I kiss her cheek and she leans away, but lets me. “Sick-away. Sick-appalooza.”
“I’m serious,” she says. She tells me about this thing she’s read where you eat a bunch of laxatives the night before. Sleep on it. Empty yourself out in the morning. Then give yourself a series of enemas the next day until you’re really empty and what comes out is pretty much what went in. Then you keep giving yourself enemas one after the other until your body clicks into some reverse and you convulse and vomit out your mouth what you just put in your ass.
“It’s supposed to be incredible,” she says. “Multiple orgasms. Total loss of control. Total pleasure breakdown.”
“You read about this?” I say.
“Yes.”
“There’s a place to read about this?”
She looks mildly hurt. “I shouldn’t have said anything.”
“Sorry,” I say. “We’ll do whatever you want.”
“I’d do it myself, but I could pass out. You can’t be in control and lose control.”

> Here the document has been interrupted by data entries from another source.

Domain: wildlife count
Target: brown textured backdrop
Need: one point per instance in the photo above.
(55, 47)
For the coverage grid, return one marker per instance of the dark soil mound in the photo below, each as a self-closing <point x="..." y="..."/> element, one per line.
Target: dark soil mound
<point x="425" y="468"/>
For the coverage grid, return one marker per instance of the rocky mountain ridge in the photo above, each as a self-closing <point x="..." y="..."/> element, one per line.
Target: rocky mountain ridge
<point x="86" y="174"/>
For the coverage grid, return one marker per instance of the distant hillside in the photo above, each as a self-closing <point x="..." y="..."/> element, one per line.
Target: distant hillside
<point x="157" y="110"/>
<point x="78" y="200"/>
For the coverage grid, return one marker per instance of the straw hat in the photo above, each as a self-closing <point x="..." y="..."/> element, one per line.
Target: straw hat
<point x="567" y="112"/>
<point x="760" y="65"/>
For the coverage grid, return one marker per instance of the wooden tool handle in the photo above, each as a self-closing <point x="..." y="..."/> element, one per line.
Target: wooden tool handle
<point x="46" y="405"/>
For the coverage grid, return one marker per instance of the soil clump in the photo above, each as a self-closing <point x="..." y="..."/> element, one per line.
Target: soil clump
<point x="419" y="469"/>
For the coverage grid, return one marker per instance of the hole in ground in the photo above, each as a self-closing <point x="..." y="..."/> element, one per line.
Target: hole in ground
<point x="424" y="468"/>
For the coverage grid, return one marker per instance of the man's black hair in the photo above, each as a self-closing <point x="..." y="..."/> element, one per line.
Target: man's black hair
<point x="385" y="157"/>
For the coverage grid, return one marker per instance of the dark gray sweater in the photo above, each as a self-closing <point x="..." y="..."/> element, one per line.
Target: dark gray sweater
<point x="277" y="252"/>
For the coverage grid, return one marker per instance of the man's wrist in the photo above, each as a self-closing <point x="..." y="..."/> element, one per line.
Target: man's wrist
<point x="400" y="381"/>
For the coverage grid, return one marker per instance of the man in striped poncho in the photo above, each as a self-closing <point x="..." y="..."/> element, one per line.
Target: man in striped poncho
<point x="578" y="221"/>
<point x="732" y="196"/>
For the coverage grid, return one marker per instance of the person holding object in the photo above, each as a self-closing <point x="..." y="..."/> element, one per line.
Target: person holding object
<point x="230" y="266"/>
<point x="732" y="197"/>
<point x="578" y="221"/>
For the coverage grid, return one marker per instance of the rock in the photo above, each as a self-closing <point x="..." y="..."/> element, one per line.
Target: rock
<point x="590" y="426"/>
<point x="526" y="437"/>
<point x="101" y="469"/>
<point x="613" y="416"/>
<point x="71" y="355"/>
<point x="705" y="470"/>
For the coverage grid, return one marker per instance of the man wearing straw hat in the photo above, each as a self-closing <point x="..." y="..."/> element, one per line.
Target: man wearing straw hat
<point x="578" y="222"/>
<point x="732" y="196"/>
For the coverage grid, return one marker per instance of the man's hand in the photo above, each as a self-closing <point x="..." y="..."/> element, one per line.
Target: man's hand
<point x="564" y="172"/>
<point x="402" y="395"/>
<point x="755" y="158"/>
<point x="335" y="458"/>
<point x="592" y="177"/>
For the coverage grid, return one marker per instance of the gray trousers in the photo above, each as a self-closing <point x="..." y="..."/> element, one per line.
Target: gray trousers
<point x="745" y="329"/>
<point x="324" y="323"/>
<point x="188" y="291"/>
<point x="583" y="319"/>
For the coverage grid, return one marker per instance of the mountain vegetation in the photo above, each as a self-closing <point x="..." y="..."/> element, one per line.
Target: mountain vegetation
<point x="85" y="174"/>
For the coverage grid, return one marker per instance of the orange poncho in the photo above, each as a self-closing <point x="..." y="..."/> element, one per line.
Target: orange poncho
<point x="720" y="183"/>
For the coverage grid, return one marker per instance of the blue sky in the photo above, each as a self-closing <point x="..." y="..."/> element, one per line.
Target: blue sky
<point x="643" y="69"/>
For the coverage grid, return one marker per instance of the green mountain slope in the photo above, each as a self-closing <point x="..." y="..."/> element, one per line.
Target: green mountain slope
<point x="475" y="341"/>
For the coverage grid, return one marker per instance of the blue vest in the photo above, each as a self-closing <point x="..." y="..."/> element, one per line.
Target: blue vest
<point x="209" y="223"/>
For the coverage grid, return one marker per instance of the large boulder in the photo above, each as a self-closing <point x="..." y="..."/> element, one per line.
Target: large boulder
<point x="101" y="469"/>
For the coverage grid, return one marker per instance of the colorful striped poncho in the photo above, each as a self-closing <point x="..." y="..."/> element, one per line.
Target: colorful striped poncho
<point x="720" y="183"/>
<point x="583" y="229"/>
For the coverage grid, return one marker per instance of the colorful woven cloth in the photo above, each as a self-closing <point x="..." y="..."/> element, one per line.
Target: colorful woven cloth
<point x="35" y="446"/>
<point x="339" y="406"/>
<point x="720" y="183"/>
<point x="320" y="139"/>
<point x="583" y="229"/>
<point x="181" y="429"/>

“No problem,” I say. “It’ll be fun.”
“You’re just saying that,” she says. “It’s not fun for me if you’re just doing it to be nice.”
“Really,” I say. “If you’ll enjoy it, it’ll be fun for me.”
“I’d do it myself—but it’s better if I’m forced to go through it.”
“I’m forcing you?”
Tara says, “In my fantasy, someone’s forcing me.”
The “someone” hits me sour. I know if Jenny’d do this, I’d be alone. “Forced it is.”
She kissed me and left the next morning before I got up. There was an envelope on my desk. Inside was a note that read, “Thank you so much. You don’t know what this means” and a $700 check with a list of things to buy:
Five 2-liter enema bags
A Kiddie Pool
2 liters of lemon juice
PVC Straitjacket—small
Video Camera
I thought the $700 was a lot, that I’d have money left over to give back to her. I got a nice video camera from this guy who sells stuff out of his trunk and figured there’d be plenty left. But kiddie pools and straitjackets are both more than I’d ever figured. But, still—I got it and it’s waiting for her.
Tara and I have one rule. I don’t tell her I love her and/or bring up her leaving Jenny. In return, she doesn’t ask me to quit drinking and make something of myself. But it nags me that if I did quit drinking and try to make something of myself, maybe then I could break that rule and ask her to leave Jenny and be with me.